Я не поверил тогда, в Церматте, Нике и не поверю сейчас ее бабке. Пока лично не удостоверюсь, что она от меня отвернулась, буду бетон грызть, землю рыть, но найду, если она и правда уехала, чтобы поговорить лично. Вдвоем. С глазу на глаз.

Но снежинка должна была меня дождаться, должна была понимать, что я буду ее искать. Или и правда я слишком многое о себе возомнил? Слишком приукрасил в своей голове ту злосчастную неделю, что мы знакомы?

Жениться. Свадьба. Смешно будет, если Ева и правда от меня сбежала. Только зачем и почему? Я не давил, я не ущемлял ее в свободе выбора и готов был на руках носить. От чего тут можно было сбежать?

“– Вернулась домой, вся в истерике! – звучит в голове истеричный вопль Алевтины Петровны. – Козел он, говорит! Сволочь! Сердце разбил, обманул, с три короба наплел, воспользовался, и… тьфу! Видеть она тебя не хочет, понял?! – кричит, с каждым новым словом вонзая словесный нож в сердце все глубже. – Уеду, говорит, а если искать будет, на порог его не пускай, бабуль. Ненавижу, сказала! – прокручивая этот “самый” нож, ввинчивания по самую рукоятку...”

Не понимаю. Ни хера не понимаю!

Откидываю голову на подголовник и потираю переносицу. Сердце долбит на разрыв аорты. Ноги нервно тарабанят, и пыльцы уже онемели от того, как сильно сжимаются в кулаки.

Если сложить сказанное Никой и Алевтиной Петровной, то, выходит, Ева ушла. Побоялась сказать мне прямо, что я ей не нужен, и ушла.

Но все равно, сука, не вяжется!

Одна все преподнесла так, будто она снова с моим сыном, а вторая, будто я разбил ей сердце, только я помню ее взгляд. Он, мать вашу, двое суток стоит перед глазами, и там точно была не боль и не ненависть, она верила мне! Она не могла уйти! Не так, не молча. Моя снежинка знала, я уверен, что ей стоит только попросить, сказать, что я ей не нужен, и я отпущу. Уничтожу себя и свою жизнь, но отпущу.
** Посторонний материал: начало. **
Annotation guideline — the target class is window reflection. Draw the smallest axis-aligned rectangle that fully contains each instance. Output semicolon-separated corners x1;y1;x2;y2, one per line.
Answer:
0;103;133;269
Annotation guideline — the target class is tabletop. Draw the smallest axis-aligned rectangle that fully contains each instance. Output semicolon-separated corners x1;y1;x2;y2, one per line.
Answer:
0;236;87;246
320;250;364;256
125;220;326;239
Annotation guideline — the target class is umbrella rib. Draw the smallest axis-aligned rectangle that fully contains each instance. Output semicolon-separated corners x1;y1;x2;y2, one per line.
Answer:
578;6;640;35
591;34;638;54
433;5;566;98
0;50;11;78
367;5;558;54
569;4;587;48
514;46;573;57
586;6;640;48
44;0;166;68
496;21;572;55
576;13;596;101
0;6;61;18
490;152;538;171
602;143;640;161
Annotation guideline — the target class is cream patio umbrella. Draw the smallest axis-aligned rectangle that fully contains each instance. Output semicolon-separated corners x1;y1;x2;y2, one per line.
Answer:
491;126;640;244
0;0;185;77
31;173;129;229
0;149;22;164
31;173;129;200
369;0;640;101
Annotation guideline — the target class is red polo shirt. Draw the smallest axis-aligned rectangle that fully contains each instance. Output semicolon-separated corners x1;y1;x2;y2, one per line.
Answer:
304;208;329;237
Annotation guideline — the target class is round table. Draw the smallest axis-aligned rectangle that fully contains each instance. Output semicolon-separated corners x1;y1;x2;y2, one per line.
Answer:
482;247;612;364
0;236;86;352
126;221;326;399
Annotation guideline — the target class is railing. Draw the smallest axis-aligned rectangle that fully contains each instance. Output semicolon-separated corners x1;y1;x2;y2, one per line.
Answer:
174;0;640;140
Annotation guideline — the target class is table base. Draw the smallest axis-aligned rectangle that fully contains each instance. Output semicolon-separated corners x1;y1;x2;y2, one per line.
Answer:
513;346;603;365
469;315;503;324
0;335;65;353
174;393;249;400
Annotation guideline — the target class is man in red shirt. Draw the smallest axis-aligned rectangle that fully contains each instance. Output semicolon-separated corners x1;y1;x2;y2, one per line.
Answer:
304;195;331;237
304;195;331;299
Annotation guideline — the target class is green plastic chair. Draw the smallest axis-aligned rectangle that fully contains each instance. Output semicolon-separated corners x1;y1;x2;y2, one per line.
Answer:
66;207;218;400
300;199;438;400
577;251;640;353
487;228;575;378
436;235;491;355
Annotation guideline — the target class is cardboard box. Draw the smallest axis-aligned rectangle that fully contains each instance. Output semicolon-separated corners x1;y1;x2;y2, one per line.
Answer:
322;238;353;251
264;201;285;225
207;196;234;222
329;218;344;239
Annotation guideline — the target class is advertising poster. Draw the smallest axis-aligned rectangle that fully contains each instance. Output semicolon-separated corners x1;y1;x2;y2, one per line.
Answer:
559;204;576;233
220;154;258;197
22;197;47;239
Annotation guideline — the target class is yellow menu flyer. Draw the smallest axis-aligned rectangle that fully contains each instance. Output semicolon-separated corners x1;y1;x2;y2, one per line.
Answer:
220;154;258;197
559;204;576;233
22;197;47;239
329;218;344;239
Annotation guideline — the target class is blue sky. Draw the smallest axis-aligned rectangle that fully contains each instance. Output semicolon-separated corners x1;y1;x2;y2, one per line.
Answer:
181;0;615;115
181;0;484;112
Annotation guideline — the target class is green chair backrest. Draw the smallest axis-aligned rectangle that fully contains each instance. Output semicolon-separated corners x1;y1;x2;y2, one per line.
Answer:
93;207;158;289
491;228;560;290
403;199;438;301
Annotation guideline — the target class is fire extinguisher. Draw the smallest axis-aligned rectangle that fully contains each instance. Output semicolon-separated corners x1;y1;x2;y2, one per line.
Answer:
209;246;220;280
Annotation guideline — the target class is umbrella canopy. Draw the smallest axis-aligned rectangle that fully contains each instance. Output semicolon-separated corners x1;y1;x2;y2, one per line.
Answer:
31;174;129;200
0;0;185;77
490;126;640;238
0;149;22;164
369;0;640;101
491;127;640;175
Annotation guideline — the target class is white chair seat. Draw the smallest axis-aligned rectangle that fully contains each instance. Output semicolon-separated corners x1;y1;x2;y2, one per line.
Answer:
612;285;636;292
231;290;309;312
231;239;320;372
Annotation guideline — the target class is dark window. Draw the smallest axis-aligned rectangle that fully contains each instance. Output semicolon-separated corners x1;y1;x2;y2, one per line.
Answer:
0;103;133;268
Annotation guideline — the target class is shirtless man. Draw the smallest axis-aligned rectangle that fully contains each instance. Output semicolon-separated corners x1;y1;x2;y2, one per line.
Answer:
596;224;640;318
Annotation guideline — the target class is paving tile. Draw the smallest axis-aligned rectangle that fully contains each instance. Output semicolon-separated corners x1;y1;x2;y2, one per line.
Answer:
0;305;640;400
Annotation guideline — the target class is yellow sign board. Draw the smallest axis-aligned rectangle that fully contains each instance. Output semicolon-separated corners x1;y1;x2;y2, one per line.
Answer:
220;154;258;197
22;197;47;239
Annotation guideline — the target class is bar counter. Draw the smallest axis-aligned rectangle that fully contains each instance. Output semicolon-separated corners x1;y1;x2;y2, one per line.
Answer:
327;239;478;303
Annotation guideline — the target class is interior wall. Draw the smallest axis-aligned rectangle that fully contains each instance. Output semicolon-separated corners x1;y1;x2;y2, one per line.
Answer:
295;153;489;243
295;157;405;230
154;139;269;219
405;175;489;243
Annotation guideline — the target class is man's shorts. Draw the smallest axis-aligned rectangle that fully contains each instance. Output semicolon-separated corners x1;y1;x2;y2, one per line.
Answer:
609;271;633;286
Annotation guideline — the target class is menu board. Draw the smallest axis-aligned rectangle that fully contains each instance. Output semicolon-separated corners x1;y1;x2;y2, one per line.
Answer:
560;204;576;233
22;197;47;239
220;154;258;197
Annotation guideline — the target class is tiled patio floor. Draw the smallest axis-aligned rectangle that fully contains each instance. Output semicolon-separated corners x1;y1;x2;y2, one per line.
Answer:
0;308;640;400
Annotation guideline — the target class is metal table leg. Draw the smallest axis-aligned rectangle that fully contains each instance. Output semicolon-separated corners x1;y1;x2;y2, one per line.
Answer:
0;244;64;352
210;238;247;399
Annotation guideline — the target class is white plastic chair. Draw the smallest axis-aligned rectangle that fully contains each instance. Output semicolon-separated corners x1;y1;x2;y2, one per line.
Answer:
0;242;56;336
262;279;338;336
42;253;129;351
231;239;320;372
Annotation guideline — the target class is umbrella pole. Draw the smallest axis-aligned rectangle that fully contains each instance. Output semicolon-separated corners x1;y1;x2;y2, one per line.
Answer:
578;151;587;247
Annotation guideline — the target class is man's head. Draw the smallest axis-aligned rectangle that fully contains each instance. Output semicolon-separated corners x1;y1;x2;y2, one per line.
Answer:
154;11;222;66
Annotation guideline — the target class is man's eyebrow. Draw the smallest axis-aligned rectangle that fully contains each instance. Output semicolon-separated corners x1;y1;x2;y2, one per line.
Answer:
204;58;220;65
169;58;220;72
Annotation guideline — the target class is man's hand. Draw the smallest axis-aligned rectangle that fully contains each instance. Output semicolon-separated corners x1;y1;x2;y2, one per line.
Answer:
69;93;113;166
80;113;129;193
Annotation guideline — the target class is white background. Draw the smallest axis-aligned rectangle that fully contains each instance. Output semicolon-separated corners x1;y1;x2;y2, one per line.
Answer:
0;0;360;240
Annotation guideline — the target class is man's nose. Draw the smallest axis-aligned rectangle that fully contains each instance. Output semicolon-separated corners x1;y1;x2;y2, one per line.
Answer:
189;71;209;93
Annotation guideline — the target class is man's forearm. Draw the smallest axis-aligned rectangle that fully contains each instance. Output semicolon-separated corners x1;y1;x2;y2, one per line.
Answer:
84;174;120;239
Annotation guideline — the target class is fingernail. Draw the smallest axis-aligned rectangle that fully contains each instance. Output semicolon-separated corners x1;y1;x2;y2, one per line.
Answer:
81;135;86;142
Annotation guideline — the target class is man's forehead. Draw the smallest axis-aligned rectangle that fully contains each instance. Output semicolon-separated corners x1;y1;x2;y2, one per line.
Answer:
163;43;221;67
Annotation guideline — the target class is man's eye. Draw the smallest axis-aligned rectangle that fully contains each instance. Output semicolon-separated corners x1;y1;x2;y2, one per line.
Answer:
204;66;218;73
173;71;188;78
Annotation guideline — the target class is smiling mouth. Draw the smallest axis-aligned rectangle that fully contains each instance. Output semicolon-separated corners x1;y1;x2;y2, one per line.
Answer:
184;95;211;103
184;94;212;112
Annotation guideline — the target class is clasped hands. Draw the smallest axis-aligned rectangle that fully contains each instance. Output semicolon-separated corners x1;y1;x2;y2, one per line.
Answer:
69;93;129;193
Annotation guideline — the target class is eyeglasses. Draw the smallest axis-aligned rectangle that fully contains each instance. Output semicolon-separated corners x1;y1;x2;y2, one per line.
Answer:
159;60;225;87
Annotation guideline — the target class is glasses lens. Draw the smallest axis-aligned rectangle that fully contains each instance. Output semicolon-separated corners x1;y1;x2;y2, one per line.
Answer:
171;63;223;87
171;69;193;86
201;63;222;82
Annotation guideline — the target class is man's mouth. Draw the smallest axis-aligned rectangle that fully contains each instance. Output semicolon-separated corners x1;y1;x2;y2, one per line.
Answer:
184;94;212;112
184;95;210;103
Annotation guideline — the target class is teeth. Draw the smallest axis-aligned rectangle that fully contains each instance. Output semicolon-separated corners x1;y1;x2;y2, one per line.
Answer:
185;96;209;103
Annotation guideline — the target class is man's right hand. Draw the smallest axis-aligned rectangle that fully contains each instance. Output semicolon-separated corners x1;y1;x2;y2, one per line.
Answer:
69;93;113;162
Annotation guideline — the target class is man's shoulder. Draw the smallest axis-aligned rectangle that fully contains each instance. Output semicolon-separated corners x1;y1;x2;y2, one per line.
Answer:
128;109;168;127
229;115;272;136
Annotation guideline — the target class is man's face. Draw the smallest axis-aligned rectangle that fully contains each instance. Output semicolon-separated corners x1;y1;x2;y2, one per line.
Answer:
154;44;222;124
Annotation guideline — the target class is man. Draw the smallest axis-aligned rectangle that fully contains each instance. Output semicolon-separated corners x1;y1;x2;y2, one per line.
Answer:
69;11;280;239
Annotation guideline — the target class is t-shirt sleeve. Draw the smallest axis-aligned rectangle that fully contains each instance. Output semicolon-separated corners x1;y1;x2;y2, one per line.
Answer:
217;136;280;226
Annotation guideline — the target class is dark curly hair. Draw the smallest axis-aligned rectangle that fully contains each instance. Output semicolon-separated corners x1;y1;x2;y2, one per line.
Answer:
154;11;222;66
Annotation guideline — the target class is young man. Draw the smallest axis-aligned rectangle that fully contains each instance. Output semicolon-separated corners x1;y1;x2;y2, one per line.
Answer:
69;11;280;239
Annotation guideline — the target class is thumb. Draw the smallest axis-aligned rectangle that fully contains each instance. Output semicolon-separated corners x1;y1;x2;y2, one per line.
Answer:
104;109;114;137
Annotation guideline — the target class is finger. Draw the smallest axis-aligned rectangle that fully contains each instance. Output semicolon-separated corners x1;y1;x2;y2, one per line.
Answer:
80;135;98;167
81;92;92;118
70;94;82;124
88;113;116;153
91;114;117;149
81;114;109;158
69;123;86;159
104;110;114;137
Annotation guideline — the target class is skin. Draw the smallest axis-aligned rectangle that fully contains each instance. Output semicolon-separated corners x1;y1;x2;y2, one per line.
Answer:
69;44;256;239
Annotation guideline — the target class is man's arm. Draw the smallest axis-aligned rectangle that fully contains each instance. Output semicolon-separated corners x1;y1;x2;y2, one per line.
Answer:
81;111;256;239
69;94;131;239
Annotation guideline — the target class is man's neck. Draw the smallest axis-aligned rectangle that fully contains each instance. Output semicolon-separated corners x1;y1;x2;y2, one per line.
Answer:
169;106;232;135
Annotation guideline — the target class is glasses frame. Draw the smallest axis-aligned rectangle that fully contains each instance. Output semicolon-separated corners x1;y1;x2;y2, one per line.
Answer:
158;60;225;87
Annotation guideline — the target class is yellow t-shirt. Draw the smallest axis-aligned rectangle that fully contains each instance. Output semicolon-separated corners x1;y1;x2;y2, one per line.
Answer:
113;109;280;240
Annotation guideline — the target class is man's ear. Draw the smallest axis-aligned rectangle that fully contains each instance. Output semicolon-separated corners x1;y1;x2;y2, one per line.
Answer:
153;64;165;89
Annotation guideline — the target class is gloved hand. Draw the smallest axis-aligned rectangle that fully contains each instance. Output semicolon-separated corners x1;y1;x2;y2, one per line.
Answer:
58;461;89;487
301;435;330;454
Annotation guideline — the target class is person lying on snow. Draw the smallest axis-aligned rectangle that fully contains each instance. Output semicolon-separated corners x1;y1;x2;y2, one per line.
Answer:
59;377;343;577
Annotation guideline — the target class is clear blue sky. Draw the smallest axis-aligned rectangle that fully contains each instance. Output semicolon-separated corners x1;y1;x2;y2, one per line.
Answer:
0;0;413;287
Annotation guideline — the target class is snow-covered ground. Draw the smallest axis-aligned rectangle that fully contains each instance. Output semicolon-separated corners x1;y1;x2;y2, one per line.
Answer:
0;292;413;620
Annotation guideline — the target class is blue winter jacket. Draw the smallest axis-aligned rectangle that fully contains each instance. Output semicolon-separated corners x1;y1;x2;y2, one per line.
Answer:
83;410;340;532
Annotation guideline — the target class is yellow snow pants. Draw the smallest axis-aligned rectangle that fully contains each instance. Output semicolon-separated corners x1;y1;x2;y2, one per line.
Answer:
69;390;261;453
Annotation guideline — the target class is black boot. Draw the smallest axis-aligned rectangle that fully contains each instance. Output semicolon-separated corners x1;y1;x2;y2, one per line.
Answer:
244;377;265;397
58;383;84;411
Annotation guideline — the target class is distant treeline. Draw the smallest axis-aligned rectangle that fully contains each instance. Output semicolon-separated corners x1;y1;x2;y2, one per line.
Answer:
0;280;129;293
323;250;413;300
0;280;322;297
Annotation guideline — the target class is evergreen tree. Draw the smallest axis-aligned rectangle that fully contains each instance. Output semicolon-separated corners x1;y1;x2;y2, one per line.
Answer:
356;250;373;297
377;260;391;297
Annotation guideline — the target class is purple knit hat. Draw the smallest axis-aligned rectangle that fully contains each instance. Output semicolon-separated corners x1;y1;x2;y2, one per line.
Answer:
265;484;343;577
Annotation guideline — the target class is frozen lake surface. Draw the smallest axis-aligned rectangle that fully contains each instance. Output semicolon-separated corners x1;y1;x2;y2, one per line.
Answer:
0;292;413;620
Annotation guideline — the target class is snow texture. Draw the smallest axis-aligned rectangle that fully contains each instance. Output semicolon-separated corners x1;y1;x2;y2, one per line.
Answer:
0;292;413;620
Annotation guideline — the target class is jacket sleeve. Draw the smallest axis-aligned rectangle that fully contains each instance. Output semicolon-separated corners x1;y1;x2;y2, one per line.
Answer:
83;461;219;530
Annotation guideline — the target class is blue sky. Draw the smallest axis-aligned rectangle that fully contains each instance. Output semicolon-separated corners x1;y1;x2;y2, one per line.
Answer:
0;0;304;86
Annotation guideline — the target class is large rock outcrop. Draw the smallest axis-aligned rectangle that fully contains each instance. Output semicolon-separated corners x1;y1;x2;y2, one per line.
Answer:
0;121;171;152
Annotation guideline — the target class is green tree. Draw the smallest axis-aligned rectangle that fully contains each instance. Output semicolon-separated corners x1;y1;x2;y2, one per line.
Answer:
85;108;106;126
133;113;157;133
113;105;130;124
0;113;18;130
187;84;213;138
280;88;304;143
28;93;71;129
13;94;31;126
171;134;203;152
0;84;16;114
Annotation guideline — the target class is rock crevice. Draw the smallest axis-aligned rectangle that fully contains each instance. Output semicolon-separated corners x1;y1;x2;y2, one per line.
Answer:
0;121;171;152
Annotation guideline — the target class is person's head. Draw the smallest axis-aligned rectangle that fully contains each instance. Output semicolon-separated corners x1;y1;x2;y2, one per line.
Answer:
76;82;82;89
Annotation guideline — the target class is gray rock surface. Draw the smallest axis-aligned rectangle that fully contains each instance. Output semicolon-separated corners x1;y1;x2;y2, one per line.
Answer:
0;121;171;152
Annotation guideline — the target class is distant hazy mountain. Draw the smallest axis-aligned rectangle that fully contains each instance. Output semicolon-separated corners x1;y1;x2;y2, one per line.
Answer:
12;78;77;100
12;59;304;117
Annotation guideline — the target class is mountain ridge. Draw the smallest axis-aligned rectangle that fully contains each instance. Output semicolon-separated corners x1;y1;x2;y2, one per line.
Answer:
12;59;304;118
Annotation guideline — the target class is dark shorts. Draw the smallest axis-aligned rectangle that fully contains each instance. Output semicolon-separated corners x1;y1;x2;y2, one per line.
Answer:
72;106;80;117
Тогда что за ерунда происходит?!

Я не отступлюсь просто так. Я приеду вечером, я буду ночевать под окнами, я вернусь утром, ночью, каждый день буду сидеть у гребаного подъезда, пока не увижу Еву своими глазами и не услышу своими ушами то, что мне так усердно талдычат все вокруг. Я не привык отступать. Я не умею отступать, и в этот раз я буду бороться до последнего, какие бы палки в колеса мне не вставляли…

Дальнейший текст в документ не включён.